Comment diagnostiquer l’infarctus en présence d’un BBG : Les critères de Sgarbossa
Pour améliorer la précision diagnostique et ne pas manquer une occlusion coronaire (OMI) masquée par le BBG, des critères spécifiques ont été développés. Les critères de Sgarbossa (et plus récemment les critères de Sgarbossa modifiés par Smith) permettent d’identifier une ischémie aiguë superposée à un BBG :
- Élévation concordante du segment ST : Sus-décalage du ST ≥ 1 mm dans une dérivation où le complexe QRS est positif (le ST va dans le même sens que le QRS). C’est le signe le plus spécifique d’infarctus.
- Dépression concordante du segment ST : Sous-décalage du ST ≥ 1 mm dans les dérivations V1, V2 ou V3 (où le QRS est normalement négatif).
- Élévation discordante excessive (Critère de Smith modifié) : Un sus-décalage du ST qui est disproportionné par rapport à l’onde S précédente. Si le rapport (sus-décalage ST / amplitude onde S) est inférieur à -0,25 (soit 25%), cela suggère fortement une occlusion aiguë.
Des chapitres distincts sont consacrés à l’interprétation détaillée de l’ischémie dans le cadre d’un bloc de branche gauche (BBG) et aux aspects généraux du bloc de branche gauche (BBG).

Autres équivalents STEMI sans sus-décalage classique
Outre l’infarctus postérieur, l’infarctus du VD et le BBG, deux autres configurations ECG critiques doivent être reconnues comme des urgences absolues nécessitant une revascularisation immédiate, bien qu’elles ne répondent pas à la définition stricte du STEMI (élévation du ST dans deux dérivations contiguës).
Dépression diffuse du segment ST avec élévation en aVR
Une dépression du segment ST étendue (présente dans 6 dérivations ou plus), associée à une élévation du segment ST dans la dérivation aVR (et souvent V1), est un signe de très haut risque.

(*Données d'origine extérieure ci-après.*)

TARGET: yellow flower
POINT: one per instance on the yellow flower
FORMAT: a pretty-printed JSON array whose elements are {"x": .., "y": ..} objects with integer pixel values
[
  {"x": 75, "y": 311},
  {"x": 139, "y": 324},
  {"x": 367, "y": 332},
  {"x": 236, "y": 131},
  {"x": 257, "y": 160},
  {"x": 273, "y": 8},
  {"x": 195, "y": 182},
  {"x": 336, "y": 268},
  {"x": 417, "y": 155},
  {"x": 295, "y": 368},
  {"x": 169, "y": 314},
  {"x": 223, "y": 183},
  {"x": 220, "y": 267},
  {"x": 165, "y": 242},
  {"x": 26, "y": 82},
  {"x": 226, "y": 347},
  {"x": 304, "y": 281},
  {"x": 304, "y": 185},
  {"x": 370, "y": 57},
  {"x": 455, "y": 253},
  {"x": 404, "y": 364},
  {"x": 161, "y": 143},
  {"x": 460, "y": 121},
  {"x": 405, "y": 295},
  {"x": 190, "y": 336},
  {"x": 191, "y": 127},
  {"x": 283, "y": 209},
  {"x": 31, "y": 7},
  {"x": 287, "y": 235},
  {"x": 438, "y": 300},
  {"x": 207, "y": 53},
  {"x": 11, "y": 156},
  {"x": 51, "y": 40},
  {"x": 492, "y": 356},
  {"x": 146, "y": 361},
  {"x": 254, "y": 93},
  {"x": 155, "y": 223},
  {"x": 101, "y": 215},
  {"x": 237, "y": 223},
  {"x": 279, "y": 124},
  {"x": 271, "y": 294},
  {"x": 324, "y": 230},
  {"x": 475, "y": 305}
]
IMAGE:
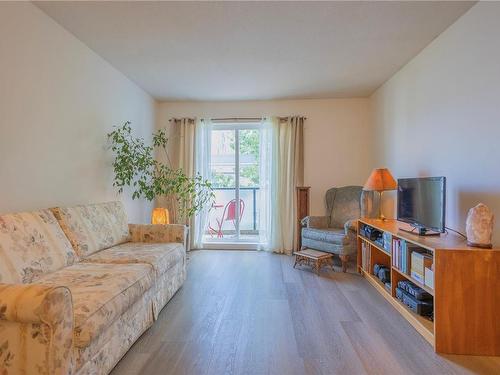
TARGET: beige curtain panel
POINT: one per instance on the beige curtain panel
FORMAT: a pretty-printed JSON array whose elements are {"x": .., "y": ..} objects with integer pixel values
[{"x": 290, "y": 175}]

Cette configuration suggère une ischémie sous-endocardique circonférentielle massive, généralement causée par :
- Une occlusion ou sténose serrée du tronc commun de l’artère coronaire gauche.

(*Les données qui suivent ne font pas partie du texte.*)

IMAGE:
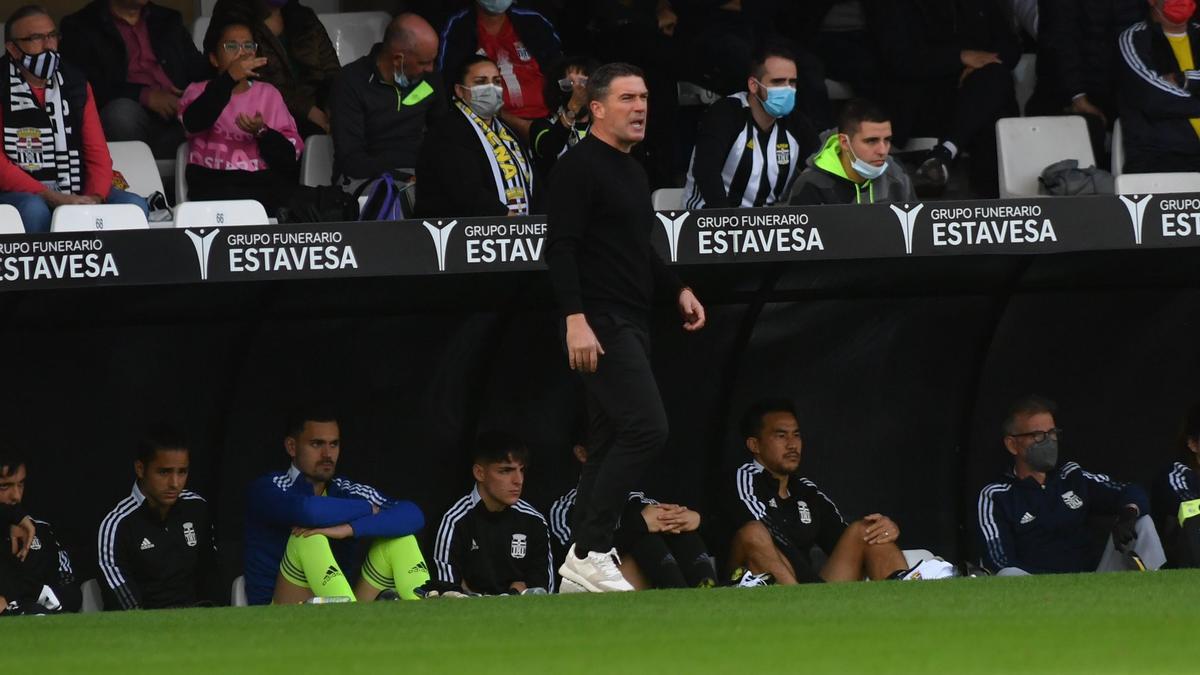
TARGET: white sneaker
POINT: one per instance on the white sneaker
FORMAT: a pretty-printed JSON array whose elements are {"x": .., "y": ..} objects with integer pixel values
[{"x": 597, "y": 573}]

- Une maladie coronarienne tritronculaire sévère.
- Une occlusion proximale de l’artère interventriculaire antérieure (IVA).
Bien que techniquement classé comme un NSTE-ACS (puisque le signe dominant est la dépression du ST), ce tableau clinique est souvent instable et nécessite une angiographie urgente, voire une chirurgie de pontage en urgence.
Le signe de de Winter
Le signe de de Winter est un modèle ECG d’infarctus antérieur aigu (occlusion proximale de l’IVA) qui ne présente pas de sus-décalage du segment ST classique. Il se caractérise par :
- Une dépression du segment ST ascendante au point J (1 à 3 mm) dans les dérivations précordiales V1 à V6.
- Suivie immédiatement par des ondes T hautes, symétriques et proéminentes.
Cette configuration est considérée comme un équivalent STEMI et témoigne d’une occlusion coronaire aiguë nécessitant une désobstruction immédiate.